The issue should not affect users of Google’s Chrome or Microsoft Internet Explorer (10 and 11), but users of the older versions of IE, Mozilla Firefox, Apple Safari and Opera should immediately download the latest patch from Adobe.
The vulnerability was discovered by Google security engineer Michele Spagnuolo, who is based in Switzerland.
Spagnuolo apparently informed Adobe of the vulnerability, and they rapidly issued an updated version of Adobe Flash Player. He also informed Google, YouTube, Twitter, Instagram, Tumblr and eBay, as their domains are thought to be vulnerable to this exploit.
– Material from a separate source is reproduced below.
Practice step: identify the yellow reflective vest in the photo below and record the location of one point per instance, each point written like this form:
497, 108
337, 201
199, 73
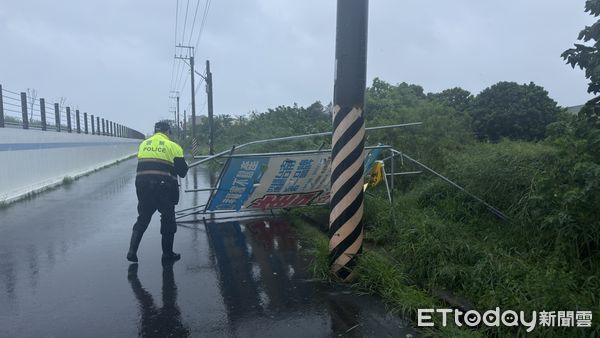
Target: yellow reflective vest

“I present Rosetta Flash, a tool for converting any SWF file to one composed of only alphanumeric characters in order to abuse JSONP endpoints, making a victim perform arbitrary requests to the domain with the vulnerable endpoint and exfiltrate potentially sensitive data, not limited to JSONP responses, to an attacker-controlled site,” wrote Spagnuolo. “This is a CSRF bypassing Same Origin Policy.”
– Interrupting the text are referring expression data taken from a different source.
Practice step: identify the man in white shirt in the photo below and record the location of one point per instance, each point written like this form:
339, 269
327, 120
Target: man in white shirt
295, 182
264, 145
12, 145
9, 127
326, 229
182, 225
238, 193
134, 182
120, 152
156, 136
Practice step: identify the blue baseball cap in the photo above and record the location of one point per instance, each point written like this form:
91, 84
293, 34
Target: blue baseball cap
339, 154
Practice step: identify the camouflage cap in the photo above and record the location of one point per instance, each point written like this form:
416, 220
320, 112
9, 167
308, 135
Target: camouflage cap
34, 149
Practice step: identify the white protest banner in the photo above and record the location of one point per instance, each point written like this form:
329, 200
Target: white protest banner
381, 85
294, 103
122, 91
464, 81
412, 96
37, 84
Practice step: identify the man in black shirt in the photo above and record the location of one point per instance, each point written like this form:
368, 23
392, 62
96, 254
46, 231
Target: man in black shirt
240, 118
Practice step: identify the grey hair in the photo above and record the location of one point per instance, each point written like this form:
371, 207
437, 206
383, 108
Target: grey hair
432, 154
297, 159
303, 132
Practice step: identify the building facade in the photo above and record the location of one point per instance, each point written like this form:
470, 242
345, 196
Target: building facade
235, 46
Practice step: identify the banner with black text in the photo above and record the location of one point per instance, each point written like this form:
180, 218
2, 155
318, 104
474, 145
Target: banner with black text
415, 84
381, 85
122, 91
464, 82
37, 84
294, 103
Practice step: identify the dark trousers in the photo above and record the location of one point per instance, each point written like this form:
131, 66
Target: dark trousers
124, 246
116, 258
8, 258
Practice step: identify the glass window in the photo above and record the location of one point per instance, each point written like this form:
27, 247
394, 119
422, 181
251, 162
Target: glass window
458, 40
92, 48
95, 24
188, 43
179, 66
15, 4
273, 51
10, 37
“High profile Google domains (accounts.google.com, www.books., maps., etc.) and YouTube were vulnerable and have been recently fixed,” wrote Spagnuolo. “Twitter, Instagram, Tumblr, Olark and eBay still have vulnerable JSONP endpoints at the time of writing this blog post.
Adobe, Google and Twitter have apparently responded and issued fixes. Spagnuolo will present his Rosetta Flash research in October at the Hack In The Box conference in Malaysia.
“Rosetta Flash leverages zlib, Huffman encoding and ADLER32 checksum bruteforcing to convert any SWF file to another one composed of only alphanumeric characters, so that it can be passed as a JSONP callback and then reflected by the endpoint, effectively hosting the Flash file on the vulnerable domain,” wrote Spagnuolo.
Adobe has released a new version of Flash Player, and it’s important that everyone with a vulnerable computer applies the update at the earliest opportunity,” wrote security pundit Graham Cluley.
Cluley also warned people to be aware that Adobe is trying to “foist on users” the McAfee Security Suite, when they download the updated Flash player.
“It’s the kind of dirty trick that you would expect from a scam site, and it’s always disappointing to see the likes of Adobe and McAfee attempting it too,” he wrote.